Vanzelfsprekend was dit weer een domper. Toch bleef de sport hem lief. “Sinds die tijd speel ik als hobby. Vroeger verdiende ik aan mijn sport, nu betaal ik contributie”, zegt hij lachend. “Ik houd niet van hokjes en ik wil niet alleen met mensen met een beperking omgaan. Als enige rolstoeler speel ik daarom competitie-tafeltennis tussen valide sporters in het team van de Leeuwarder tafeltennisvereniging Ready.”

Lezingen en clinics
Drie dagen per week werkt hij bij een discriminatiemeldpunt. En nog is dat niet voldoende voor hem. “Vijf jaar lang heb ik aan topsport gedaan en heb ik veel kunnen reizen. Ik mis dat. Ik houd niet van stilzitten. Dan word ik ongelukkig. Er moet meer gebeuren in mijn leven dan drie dagen werken en tafeltennissen. Ik wil verschillende dingen doen. Daarom is het fijn dat ik lezingen en clinics kan geven aan hogescholen. Meestal met als thema ‘positiviteit en sport’. Doorzetten is altijd een belangrijk onderdeel van mijn praatje – iets wat ik ook aan studenten kan meegeven als hun studie niet zo goed verloopt.”

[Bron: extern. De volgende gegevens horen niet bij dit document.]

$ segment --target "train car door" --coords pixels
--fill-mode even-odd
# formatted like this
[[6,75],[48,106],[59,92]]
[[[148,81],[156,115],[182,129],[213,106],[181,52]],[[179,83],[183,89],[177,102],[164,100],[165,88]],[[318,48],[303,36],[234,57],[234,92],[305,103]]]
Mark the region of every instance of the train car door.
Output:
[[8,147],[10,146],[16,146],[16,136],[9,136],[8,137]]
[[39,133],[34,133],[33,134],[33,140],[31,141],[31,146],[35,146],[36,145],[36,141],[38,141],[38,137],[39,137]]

“Natuurlijk wil de groep altijd weten, wat ik heb meegemaakt. Het hangt een beetje van de mensen en de sfeer af, hoe diep ik op mijn verleden in ga. Meestal voel ik al snel aan, welke lijn ik kan volgen. Om de toehoorders los te krijgen, nodig ik soms iemand uit voor een potje tafeltennis tijdens de lezing. Ook mag men mij altijd alles vragen. Zo wilde een studente weten hoe mijn vriendin het vindt, dat ik in een rolstoel zit. Eerlijk gezegd wist ik dat zelf niet eens. Dus stelde ik voor om mijn vriendin direct maar even te bellen. De telefoon zette ik op ‘speaker’ zodat de zaal kon meeluisteren.” Lachend: “Op die manier houd je de aandacht wel vast”.

Met open armen
Hoe hij de toekomst ziet? “Ik hoop volgend jaar voor het eerst terug te gaan voor een bezoek aan mijn land. Somalië is nu in rustiger vaarwater gekomen. De oorlog is voorbij. Het regime waarvoor mijn vader moest vluchten, is weg. De burgemeester van Mogadishu is een persoonlijke vriend van mij. Ik ben daar inmiddels bij iedereen bekend als eerste Somalische topsporter in een rolstoel. Vermoedelijk zal ik met open armen worden ontvangen. Wie weet kan ik daar nog iets voor de gehandicaptensport betekenen.”

Een positieve houding en optimisme, daar draait zijn leven om. “Ik kijk altijd vooruit, ook in deze situatie. Wat gebeurd is, daar kan ik niets meer aan veranderen. Het heeft geen zin om in het verleden te blijven hangen. Door de sport ben ik een blij mens gebleven.” Bij het afscheid wijst hij op enkele herinneringsfoto’s uit zijn sportcarrière. En zijn bekers en medailles? Die staan in de opslag, vertelt hij nuchter. “Ach, zo’n prijzenkast in de kamer… je raakt erop uitgekeken. Soms moet de bezem er ‘es even door.”